To evaluate cell viability of U-MSCs and T-MSCs onto the decellularized matrices, Live & Dead viability test (Thermo Fisher Scientific) was performed according to the manufacturer's instructions. Briefly, after 24 hours, 7 and 14 days of culture, the reseeded constructs were labeled with Live & Dead stain consisting in 2.5 μl calcein AM and 10 μl ethidium homodimer-1 dissolved in 5 ml of PBS. Then, the samples were incubated at 37 ℃ in the dark for 15 minutes before microscopic analysis. Live cells appeared green, while dead cells fluoresced red.
Samples were fixed in 10% buffered formaldehyde for 24 hours at RT, dehydrated, paraffin embedded and longitudinally sectioned at 3.5 μm. Sections were stained with Haematoxylin-Eosin staining (H & E) to assess the cellular components, their morphology and newly formed matrix. Photomicrographs were captured using Olympus IX71 light microscope and Olympus XC10 camera (Olympus Corporation, Shinjuku, Tokyo, Japan). The sections were qualitatively analyzed for cell morphology and the presence or absence of newly formed matrix.

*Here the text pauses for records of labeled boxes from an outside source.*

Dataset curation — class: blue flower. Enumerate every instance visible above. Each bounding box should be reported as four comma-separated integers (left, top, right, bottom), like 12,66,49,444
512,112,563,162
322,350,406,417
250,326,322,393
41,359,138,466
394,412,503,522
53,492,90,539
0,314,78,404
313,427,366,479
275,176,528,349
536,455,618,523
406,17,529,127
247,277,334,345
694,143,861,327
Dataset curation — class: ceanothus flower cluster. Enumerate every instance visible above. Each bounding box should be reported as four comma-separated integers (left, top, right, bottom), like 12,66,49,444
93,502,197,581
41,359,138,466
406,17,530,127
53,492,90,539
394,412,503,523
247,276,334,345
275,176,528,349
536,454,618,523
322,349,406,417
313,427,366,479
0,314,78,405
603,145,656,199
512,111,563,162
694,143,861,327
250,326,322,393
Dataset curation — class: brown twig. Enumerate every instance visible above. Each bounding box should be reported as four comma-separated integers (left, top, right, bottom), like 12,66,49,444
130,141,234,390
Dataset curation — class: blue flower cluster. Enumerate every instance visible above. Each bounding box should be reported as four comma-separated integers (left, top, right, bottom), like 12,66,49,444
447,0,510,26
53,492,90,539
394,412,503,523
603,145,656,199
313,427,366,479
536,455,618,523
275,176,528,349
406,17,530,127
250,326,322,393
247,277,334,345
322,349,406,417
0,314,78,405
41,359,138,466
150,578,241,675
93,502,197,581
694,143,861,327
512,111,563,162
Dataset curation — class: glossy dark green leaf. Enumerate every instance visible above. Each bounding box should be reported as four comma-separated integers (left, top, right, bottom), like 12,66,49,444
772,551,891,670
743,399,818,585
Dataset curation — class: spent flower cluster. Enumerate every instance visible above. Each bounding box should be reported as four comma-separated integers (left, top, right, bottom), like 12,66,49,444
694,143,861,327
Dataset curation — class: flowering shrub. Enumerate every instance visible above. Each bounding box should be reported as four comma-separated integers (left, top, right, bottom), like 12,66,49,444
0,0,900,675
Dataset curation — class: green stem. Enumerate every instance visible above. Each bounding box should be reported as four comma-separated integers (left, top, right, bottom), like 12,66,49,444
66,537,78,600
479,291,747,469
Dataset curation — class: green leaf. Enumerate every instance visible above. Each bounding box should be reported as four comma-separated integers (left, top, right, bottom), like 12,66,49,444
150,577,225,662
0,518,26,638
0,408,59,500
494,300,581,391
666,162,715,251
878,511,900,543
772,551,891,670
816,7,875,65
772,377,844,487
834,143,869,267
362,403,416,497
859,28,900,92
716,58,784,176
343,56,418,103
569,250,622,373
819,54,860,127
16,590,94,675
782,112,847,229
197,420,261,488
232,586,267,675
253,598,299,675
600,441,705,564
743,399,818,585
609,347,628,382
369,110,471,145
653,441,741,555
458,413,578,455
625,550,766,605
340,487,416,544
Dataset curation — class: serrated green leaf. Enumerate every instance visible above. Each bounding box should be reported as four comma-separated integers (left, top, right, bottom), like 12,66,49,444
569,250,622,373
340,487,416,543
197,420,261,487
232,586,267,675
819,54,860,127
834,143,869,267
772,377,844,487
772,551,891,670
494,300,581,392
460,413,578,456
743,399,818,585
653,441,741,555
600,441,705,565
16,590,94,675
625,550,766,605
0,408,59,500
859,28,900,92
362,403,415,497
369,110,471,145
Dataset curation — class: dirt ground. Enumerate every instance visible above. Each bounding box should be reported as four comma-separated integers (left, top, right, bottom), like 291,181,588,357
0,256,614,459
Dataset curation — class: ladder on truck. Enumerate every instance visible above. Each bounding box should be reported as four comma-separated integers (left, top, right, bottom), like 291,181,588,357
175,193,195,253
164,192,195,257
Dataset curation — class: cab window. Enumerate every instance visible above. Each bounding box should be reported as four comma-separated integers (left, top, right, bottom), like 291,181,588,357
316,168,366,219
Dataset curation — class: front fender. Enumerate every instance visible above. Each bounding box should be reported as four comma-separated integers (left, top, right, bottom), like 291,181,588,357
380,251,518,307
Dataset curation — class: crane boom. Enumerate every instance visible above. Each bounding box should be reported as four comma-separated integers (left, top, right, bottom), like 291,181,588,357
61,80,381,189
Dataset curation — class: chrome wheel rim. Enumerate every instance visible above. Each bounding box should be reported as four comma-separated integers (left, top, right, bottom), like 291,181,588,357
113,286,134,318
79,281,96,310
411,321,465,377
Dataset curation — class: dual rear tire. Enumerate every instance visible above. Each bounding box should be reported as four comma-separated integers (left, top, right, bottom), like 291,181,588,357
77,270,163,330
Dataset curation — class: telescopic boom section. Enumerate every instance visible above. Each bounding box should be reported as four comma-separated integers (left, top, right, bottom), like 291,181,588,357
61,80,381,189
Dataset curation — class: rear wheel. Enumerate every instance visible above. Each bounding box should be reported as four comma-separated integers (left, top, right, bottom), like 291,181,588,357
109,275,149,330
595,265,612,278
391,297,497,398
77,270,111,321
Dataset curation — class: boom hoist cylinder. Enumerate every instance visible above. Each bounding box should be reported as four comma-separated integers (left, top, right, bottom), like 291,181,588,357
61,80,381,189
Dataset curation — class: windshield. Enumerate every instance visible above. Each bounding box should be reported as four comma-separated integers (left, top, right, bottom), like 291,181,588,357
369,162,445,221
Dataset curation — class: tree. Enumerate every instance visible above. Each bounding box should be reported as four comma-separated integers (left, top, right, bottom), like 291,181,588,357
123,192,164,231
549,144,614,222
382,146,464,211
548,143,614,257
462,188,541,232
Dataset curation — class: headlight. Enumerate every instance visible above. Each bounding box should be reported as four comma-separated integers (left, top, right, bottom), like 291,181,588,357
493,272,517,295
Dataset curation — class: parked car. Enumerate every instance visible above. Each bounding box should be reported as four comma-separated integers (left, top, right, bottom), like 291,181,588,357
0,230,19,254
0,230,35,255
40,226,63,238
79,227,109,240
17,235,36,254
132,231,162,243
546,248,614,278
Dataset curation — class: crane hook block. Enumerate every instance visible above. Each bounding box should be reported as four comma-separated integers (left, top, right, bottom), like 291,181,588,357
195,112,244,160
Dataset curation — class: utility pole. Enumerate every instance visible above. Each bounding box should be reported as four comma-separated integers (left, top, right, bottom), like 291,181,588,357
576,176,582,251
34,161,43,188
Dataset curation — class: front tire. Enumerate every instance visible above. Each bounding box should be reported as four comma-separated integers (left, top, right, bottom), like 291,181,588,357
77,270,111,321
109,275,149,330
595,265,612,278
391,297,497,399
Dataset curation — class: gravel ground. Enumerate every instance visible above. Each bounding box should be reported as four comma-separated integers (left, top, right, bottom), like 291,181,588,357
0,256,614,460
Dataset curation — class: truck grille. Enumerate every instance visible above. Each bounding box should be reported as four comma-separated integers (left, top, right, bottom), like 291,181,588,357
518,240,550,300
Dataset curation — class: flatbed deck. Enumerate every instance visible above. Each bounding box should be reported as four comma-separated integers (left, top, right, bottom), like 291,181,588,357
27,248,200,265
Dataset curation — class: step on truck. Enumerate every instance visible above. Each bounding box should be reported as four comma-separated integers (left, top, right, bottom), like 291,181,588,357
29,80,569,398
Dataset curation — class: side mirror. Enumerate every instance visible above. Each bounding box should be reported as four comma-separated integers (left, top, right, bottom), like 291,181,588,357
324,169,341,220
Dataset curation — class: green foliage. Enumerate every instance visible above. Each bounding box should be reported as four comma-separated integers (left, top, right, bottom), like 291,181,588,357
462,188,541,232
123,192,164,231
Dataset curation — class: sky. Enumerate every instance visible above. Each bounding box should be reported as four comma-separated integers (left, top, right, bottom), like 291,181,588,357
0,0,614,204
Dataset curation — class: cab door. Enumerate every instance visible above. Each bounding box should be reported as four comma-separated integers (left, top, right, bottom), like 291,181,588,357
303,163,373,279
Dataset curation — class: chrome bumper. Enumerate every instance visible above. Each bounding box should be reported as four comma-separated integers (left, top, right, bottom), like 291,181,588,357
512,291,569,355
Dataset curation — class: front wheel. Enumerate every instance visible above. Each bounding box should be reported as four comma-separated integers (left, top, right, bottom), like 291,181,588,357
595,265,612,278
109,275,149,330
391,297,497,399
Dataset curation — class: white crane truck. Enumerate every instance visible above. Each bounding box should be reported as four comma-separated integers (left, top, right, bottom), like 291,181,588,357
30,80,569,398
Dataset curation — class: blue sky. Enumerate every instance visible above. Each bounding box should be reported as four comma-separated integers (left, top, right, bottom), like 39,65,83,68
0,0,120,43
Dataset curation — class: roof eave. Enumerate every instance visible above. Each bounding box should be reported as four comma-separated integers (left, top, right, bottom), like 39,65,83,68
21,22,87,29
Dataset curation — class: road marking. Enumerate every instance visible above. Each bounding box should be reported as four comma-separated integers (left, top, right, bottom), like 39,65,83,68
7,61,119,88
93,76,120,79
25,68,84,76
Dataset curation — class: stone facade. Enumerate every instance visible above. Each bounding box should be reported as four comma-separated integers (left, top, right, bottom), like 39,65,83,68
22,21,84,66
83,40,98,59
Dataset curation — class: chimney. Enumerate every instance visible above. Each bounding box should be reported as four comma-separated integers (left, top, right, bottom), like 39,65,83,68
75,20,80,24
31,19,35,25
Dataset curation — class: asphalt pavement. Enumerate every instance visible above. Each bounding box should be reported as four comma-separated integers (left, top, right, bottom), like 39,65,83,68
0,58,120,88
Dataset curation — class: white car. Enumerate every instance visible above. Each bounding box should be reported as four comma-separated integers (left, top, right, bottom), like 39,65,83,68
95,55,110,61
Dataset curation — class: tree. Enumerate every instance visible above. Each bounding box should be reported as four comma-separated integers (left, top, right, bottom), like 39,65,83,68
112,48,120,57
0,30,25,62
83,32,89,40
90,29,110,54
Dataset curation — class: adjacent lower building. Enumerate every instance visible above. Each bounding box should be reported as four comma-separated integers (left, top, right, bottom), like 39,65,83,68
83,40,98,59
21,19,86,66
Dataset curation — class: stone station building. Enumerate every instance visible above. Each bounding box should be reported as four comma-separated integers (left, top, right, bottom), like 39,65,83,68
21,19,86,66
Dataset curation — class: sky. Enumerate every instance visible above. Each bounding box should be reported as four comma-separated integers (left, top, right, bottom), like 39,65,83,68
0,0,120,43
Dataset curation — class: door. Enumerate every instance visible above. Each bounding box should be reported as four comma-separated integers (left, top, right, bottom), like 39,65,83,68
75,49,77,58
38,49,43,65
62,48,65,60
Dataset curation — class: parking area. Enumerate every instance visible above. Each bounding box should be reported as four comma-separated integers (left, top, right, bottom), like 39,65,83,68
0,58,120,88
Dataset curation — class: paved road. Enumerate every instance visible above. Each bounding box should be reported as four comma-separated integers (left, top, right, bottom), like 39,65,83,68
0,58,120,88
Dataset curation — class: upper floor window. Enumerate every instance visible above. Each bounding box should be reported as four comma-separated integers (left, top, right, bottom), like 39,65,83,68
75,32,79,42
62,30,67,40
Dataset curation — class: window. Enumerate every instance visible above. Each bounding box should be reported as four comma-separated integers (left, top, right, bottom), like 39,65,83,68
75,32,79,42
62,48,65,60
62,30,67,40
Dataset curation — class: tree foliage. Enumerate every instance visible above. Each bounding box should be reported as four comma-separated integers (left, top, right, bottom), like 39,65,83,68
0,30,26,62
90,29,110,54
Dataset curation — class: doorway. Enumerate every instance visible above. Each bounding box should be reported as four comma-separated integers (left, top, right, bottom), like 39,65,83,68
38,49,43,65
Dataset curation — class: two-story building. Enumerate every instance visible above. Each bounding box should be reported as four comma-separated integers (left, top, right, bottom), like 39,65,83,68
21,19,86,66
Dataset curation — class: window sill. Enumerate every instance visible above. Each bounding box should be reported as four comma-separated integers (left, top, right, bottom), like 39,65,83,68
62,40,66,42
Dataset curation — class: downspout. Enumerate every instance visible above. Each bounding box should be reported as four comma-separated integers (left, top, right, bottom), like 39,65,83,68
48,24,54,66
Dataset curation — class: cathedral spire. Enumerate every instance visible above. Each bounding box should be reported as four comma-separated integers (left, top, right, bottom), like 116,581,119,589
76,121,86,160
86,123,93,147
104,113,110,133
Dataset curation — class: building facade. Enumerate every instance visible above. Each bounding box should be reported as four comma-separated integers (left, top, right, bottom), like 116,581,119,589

To evaluate proliferating cells in the U-MSCs and T-MSCs groups, immunostaining was performed for proliferating cell nuclear antigen (PCNA), an auxiliary protein of DNA polymerase. The U-MSCs group was also analyzed to assess the distribution of type Ⅰ and Ⅲ collagen within the newly formed matrix. After removal of the paraffin and dehydration, immunostaining was carried out with a reaction time of 60 minutes for primary anti-PCNA antibody (PC-10, Thermo Fisher Scientific) at a dilution of 1:1000, anti-collagen type Ⅰ (1:200 dilution) and type Ⅲ (1:2000 dilution) (Sigma-Aldrich Corporation, Saint Louis, MO). Then, sections were exposed to a biotinylated anti-mouse secondary antibody (1:200 dilution; Vinci Biochem Vinci, Florence, Italy) for 30 minutes. The signal was detected by means of the streptavidin-biotin method coupled with the 3'-Diaminobenzidine (DAB) chromogen system (Vinci Biochem). Counterstaining was performed by haematoxylin, and sections were microscopically analyzed. Negative control was carried out by omitting the primary antibodies. The positive control consisted in skin and derma of rabbit ears.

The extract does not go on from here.